Molecular detection of cagA, sodB, hsp60, and vacA virulence genes of H. pylori using multiplex PCR
Multiplex PCR was undertaken following the coming steps simultaneously: beginning with incubation for 5 minutes at 95°C; then 34 cycles were run, each consisting of one minute at 94°C, then another one minute for primer annealing at 55°C, followed by extension for 60 seconds at 72°C; to be finished with the final extension step at 72°C for ten minutes (26). The reaction volume was 25 µL that contained PCR master mix (Fermentas, Germany), besides 5 µL of DNA, and 0.2 µL of each primer. PCR products were then electrophoresed (27). Standard strain (ATCC26695) was used as a positive control (21). Primer sets used were supplemented in table (1)
Molecular detection of different vacA gene alleles in vacA positive H. pylori isolates (vacAs1/s2, vacAm1 and vacAm2)
PCR was conducted by applying the following cycling parameters: first; 95°C for 5 minutes, second; 35 cycles [95°C for 30 seconds, 54°C for 30 seconds and 72°C for 16, 18 and 21 seconds respectively according to the required allele to be amplified (vacAs1/s2, vacAm1 and vacAm2)]. Then final extension at 72°C for 10 minutes (28). Sets of primers used were listed in table (1).

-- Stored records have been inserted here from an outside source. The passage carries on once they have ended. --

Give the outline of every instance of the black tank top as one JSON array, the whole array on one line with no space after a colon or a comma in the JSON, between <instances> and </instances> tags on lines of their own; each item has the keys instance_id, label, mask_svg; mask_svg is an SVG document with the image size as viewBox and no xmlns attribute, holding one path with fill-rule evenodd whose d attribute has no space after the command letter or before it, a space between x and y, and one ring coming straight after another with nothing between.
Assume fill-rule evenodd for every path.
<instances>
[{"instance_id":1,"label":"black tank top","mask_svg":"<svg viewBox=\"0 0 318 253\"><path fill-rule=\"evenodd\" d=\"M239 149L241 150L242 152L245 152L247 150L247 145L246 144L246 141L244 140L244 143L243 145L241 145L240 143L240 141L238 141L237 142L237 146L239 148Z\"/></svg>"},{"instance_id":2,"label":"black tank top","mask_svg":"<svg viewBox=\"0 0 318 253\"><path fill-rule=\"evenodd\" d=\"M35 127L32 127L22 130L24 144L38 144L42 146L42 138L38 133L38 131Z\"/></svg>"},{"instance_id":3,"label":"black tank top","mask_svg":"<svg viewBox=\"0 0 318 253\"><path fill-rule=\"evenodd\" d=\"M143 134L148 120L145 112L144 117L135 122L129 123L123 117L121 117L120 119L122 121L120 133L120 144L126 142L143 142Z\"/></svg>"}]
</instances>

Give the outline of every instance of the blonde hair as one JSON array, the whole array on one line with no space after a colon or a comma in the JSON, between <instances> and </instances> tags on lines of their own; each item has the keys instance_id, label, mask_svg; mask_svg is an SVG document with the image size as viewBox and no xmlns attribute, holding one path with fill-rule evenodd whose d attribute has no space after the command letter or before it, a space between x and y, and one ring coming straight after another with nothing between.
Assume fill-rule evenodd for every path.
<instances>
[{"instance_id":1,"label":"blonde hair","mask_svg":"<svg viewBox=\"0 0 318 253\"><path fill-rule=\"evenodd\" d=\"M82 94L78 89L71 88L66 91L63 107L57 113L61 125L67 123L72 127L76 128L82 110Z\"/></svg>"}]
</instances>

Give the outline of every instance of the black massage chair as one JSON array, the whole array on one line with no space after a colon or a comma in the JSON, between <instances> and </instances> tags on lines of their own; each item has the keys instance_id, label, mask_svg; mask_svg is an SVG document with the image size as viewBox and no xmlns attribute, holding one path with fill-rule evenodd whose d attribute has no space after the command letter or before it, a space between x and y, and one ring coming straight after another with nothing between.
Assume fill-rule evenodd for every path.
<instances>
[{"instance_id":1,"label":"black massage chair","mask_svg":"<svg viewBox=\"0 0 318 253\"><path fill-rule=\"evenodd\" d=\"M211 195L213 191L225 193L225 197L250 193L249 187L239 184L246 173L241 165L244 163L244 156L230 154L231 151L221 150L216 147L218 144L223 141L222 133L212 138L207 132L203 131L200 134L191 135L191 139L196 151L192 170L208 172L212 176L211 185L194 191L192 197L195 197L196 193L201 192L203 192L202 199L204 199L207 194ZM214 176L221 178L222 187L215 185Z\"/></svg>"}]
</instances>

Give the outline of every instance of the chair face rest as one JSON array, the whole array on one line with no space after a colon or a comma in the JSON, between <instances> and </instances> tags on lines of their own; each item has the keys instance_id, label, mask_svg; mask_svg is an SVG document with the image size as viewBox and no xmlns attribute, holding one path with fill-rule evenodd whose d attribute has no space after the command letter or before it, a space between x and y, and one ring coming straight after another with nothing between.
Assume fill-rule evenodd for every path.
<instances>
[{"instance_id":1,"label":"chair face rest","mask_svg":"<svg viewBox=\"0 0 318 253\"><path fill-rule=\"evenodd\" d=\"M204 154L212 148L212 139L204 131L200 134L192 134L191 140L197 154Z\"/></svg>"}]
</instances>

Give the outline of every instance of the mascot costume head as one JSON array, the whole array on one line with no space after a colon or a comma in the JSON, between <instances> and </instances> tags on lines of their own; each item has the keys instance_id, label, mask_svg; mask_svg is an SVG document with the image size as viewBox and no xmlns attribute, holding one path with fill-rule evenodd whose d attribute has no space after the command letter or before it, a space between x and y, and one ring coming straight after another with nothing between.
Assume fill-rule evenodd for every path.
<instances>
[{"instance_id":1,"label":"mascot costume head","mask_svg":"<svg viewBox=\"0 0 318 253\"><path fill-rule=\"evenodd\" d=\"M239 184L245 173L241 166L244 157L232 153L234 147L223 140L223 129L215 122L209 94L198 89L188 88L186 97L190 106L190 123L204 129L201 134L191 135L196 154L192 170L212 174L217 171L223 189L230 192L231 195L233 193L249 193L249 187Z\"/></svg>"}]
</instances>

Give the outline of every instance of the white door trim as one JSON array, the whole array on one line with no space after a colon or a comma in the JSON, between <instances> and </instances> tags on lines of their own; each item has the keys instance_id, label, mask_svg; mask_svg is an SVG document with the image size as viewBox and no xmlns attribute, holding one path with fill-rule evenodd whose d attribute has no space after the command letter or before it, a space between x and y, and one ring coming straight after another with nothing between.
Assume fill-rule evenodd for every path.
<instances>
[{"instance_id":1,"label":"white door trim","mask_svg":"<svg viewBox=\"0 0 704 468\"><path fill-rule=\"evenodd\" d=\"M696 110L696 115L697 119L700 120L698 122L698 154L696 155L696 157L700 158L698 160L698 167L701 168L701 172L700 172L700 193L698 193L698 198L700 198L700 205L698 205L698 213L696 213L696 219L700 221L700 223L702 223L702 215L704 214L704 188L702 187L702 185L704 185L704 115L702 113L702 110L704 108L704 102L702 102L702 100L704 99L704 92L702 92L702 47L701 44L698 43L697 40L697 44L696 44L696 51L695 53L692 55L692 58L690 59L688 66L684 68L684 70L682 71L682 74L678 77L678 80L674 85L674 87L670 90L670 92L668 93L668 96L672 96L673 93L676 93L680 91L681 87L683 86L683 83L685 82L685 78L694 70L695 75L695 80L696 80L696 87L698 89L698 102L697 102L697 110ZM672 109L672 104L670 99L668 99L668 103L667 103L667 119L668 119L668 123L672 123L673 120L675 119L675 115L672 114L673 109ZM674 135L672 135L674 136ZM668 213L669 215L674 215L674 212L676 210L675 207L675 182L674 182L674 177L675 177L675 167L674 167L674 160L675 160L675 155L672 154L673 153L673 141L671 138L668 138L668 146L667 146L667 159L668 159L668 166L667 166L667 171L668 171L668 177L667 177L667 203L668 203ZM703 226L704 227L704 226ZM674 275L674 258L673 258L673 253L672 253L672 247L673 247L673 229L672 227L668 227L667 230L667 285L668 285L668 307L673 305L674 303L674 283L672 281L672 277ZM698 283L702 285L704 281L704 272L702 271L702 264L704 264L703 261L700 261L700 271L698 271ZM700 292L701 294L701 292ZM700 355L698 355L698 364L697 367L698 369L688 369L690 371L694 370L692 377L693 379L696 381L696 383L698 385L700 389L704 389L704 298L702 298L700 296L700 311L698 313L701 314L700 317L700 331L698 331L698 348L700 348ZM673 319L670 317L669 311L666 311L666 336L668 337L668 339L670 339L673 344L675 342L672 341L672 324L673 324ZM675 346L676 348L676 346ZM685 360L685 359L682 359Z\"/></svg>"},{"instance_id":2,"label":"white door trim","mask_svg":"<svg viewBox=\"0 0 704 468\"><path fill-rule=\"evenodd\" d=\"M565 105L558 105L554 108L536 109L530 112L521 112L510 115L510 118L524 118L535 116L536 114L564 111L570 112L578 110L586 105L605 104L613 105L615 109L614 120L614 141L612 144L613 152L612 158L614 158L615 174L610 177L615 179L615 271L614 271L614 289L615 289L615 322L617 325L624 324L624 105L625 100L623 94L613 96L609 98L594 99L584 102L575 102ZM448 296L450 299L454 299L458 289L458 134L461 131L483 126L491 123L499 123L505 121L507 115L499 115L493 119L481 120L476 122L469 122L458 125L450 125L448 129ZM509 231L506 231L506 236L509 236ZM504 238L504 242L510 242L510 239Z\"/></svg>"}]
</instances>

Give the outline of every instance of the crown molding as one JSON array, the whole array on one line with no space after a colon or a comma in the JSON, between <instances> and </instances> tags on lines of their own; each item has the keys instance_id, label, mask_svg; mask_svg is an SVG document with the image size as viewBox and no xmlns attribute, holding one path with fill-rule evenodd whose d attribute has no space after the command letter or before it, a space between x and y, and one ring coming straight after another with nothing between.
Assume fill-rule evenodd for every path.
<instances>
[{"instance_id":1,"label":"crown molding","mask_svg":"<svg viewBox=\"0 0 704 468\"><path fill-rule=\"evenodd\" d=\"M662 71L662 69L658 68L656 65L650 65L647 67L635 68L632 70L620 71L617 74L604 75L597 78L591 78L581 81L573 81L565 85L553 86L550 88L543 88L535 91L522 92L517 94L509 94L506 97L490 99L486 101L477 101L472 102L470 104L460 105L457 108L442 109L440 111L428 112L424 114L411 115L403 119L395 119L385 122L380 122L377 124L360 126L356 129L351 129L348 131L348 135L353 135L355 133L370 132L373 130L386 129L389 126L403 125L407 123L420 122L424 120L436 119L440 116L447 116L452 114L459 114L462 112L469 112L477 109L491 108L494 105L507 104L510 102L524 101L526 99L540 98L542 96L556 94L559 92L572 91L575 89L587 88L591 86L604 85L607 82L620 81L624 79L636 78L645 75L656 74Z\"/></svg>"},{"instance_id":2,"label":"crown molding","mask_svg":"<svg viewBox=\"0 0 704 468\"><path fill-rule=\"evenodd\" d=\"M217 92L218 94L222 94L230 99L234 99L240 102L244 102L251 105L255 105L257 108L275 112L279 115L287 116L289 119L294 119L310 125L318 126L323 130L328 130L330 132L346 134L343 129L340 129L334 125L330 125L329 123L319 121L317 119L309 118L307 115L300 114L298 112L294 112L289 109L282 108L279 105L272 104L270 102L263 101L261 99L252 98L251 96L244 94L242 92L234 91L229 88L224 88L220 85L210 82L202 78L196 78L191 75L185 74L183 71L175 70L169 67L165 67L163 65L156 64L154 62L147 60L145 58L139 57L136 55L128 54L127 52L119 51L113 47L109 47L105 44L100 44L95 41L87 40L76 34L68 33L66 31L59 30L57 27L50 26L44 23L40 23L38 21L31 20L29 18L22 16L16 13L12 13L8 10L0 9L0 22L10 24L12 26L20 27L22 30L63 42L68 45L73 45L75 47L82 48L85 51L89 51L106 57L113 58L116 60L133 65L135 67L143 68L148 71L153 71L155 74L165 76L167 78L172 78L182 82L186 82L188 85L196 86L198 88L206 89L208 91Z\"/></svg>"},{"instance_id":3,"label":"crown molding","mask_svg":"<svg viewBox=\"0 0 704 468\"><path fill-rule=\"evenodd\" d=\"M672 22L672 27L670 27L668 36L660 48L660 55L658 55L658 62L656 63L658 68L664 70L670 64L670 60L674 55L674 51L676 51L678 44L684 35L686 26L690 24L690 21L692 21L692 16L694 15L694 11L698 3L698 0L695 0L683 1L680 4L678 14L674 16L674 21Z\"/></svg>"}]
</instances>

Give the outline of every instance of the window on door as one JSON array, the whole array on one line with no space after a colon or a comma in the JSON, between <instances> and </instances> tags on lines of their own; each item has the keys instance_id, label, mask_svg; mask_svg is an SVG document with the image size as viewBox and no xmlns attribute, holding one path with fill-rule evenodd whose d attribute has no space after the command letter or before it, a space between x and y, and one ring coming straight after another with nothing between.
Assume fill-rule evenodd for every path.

Genotyping of TLR9 -1486T/C, rs187084 polymorphisms by PCR-RFLP
Genomic DNA was extracted from the obtained buffy coat (leukocyte-enriched fraction of whole blood) by using Gene JET Whole Blood Genomic DNA purification Mini kit (Fermentas Life Sciences, Canada) according to provider’s guidelines then exposed to PCR-RFLP. Blood samples were subjected to centrifugation at 2,500 ⋅g for 10 minutes to release 3 different layers: the upper clear layer containing plasma; the intermediate buffy coat and the bottom layer of concentrated erythrocytes.
PCR reaction was run with thermal cycling conditions of 4 minutes at 95°C then 35 cycles each starting with 30 seconds at 95°C followed by 20 seconds at 60°C, and 30 seconds at 72°C to be ended with final extension for 5 minutes at 72°C to produce a DNA piece of 490 bp (29). The primers used were illustrated in table (1) (30).
Then the DNA products were digested using AflII restriction enzyme (Thermo Scientific, EU, Lithuania) by incubation for three hours at 37°C to yield one of three variants: two fragments of 192 bp, and 327 bp that indicated TT allele, or three fragments of 192 bp, 327 bp, and 490 bp that proved presence of TC allele or an intact PCR fragment of 490 bp indicating presence of CC allele (29).